Vorarlberg: Inklusive Volkshochschule Götzis erhält Österreichischen Inklusionspreis

Akt.:
Im EDV-Kurs der IVHS Götzis lernen Menschen mit und ohne Behinderungen gemeinsam.
Im EDV-Kurs der IVHS Götzis lernen Menschen mit und ohne Behinderungen gemeinsam. - © IVHS
Die Lebenshilfe Österreich und die Österreichischen Lotterien haben erstmals den Österreichischen Inklusionspreis in Wien vergeben. Als einer der Ehren-Preisträger wurde die Inklusive Volkshochschule aus Götzis geehrt. Diese setzt sich ein für gemeinsame Fortbildung für Erwachsene mit und ohne Behinderungen. Das Land Vorarlberg unterstützt die Inklusion im Ländle auf vielfältige Weise.

Im Rahmen der Preisverleihungs-Gala im Studio 44 in Wien wurde am vergangen Mittwochabend erstmals der Österreichische Inklusionspreis verliehen. Kurz vor dem „internationalen Tag der Menschen mit Behinderungen“, am 3. Dezember, wurden inklusive Projekte aus ganz Österreich ausgezeichnet, die Selbstbestimmung und Teilhabe von Menschen mit Behinderungen fördern.

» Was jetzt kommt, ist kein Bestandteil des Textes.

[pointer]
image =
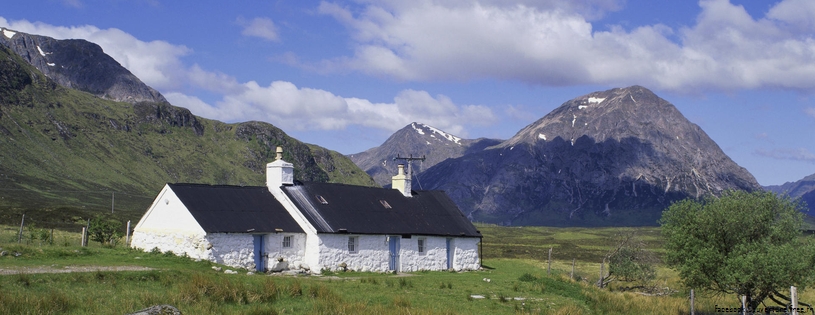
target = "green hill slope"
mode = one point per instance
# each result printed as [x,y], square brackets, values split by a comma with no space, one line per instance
[66,154]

Sechs Preisträgerinnen und Preisträger aus den Bereichen Schule, Arbeit, Freizeit (Kunst und Sport), Einfache Sprache und Selbstvertretung wurden für ihr inklusives Engagement geehrt.
Zusätzlich wurde 14 Initiativen ein Ehren-Preis verliehen, darunter die Inklusive Volkshochschule (IVHS) aus Götzis. Dieses inklusive Weiterbildungsangebot der Volkshochschule Götzis gibt es seit Herbst 2014 und entstand durch den Austausch mit der Akademie der Lebenshilfe Vorarlberg.

Gemeinsame Weiterbildung

Die Lebenshilfe Vorarlberg bietet seit Jahren in ihrer Akademie Fortbildungen für Angehörige, Menschen mit Behinderungen, Fachkräfte sowie alle Interessierten an. „Um die Inklusion, also die selbstverständliche Teilhabe von Menschen mit Behinderungen, auch im Bereich der Erwachsenenbildung voranzutreiben, war es wichtig, dass die öffentlichen Bildungseinrichtungen den Weg mitgehen. Im Austausch mit der Volkshochschule Götzis entstand dabei das Angebot der Inklusiven Volkshochschule, das ein klares Zeichen des Miteinanders setzt“, berichtet Tanja Feuerstein, Leiterin der Lebenshilfe-Akademie.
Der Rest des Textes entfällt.